Take a look at The Still Face Experiment by Dr. Edward Tronick, Director of Child Development at Harvard University. Watching this made me feel very uncomfortable because I wanted to comfort the baby myself! But this is a great example of how not responding to a baby’s needs makes an impact.
If not addressed, PPD may have lasting effects on your child. PPD is real and deserves your attention.
Since I am not a PPD expert, I reached out to a Licensed Medical Social Worker. I also asked a mom who experienced PPD about her personal journey.
From a Licensed Medical Social Worker:
“I think (for new moms especially) there is a MASSIVE expectation to LOVE your baby above all else and in place of yourself and all of your needs and I think people tend to think that they are mutually exclusive. If I love my baby then I won’t have post-partum. If I have post-partum, people are going to think I don’t love (or care for) my baby. (Think of the news media coverage of PPD- they often involve a psychotic mother harming her children.)
Also, there is really an “I don’t have time to have PPD” mentality. You are so busy and overwhelmed with new baby you barely have time to do anything let alone the “luxury” of mental health. Most people STILL think therapists/ psychiatrists are for crazy people.”
From a mom who experienced PPD:
“Before experiencing PPD, I believed it was a very real thing… I have always had problems with my hormones affecting my mood… I was always nervous before I had kids that I would be one of those moms who drowned their kids because of PPD. My daughter is alive and well, with no chance of me doing her any harm!”
When did you first notice a change which made you think something was really wrong? In other words, what was the first clue you were experiencing PPD?
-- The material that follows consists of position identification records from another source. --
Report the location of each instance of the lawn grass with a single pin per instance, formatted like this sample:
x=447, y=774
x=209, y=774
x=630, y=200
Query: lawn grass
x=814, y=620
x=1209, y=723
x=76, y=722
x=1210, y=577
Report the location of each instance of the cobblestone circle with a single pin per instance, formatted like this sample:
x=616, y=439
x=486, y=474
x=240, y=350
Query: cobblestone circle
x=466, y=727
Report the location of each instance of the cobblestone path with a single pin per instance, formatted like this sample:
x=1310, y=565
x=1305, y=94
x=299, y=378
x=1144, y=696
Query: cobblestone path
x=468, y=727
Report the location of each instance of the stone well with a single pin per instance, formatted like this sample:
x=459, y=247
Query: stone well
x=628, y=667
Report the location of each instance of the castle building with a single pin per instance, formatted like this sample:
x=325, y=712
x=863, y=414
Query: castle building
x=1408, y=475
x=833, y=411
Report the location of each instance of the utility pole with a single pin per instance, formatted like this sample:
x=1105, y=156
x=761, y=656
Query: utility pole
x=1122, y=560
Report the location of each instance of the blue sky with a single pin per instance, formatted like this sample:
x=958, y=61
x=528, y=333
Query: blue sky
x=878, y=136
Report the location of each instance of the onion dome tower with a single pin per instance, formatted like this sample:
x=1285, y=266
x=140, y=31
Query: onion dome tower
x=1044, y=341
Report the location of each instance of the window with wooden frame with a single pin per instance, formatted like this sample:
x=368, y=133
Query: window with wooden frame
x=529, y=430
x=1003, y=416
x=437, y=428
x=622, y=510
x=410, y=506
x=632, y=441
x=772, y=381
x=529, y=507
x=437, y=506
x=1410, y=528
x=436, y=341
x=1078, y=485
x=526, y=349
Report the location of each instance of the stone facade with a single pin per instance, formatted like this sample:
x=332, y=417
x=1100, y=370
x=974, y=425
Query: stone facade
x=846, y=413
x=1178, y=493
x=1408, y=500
“I remember going to Target one day by myself and thinking “I could just drive away and not go home.” And I knew this wasn’t what I wanted, but the thought was there. This was honestly my first clue I wasn’t thinking correctly. And I was worried and brought it up to my husband the same night. I think it scared him, but I told him the fact I recognized this wasn’t the right thing to be thinking was a good sign I knew something was wrong and could control it.”
What was your PPD experience?
“I dreaded being alone [with my baby], but I had to be. I felt like SUCH a failure. I really just felt like I couldn’t cope. Constantly. And I was constantly worried about something. My lactation consultant was the one who convinced me meds might not be a bad idea. I took Zoloft and felt a TON better after just a few weeks. I think getting out of the house and going to a support group helped a great deal, too!”
What was helpful?
“Getting out of the house and going to the breastfeeding support group was SO helpful!! Knowing there were other moms experiencing breastfeeding issues was a great comfort to me. Seeing other moms was inspirational. If they could do it, then certainly I could too.”
If you could go back in time and talk to yourself then, what would you say?
“I would tell myself “You are doing a great job! You have survived so much in such a short amount of time! This will pass, and your daughter is going to be a happy healthy one year old in far too short a time. Try to enjoy the moments with her, and cherish these times.” (I’m crying from typing this…)”
What would you like to tell other moms?
“Don’t be ashamed of PPD. It is not a short coming. It is a natural thing that happens to many women. Having a baby changes so much in your life, and at the same time, hormones are raging in your body. It takes time to adjust to this huge change, and sometimes, you need a little help to normalize your body chemistry. Do what you feel is right – whether it is working with a special diet, exercise program, or medication. The choices you make as a mother will always take your child’s best interest to heart, but you have to take care of yourself, too. Don’t feel selfish for taking care of yourself, because without a happy, well-loved (even if it’s love from yourself) mom, how can you have a happy well-loved baby?”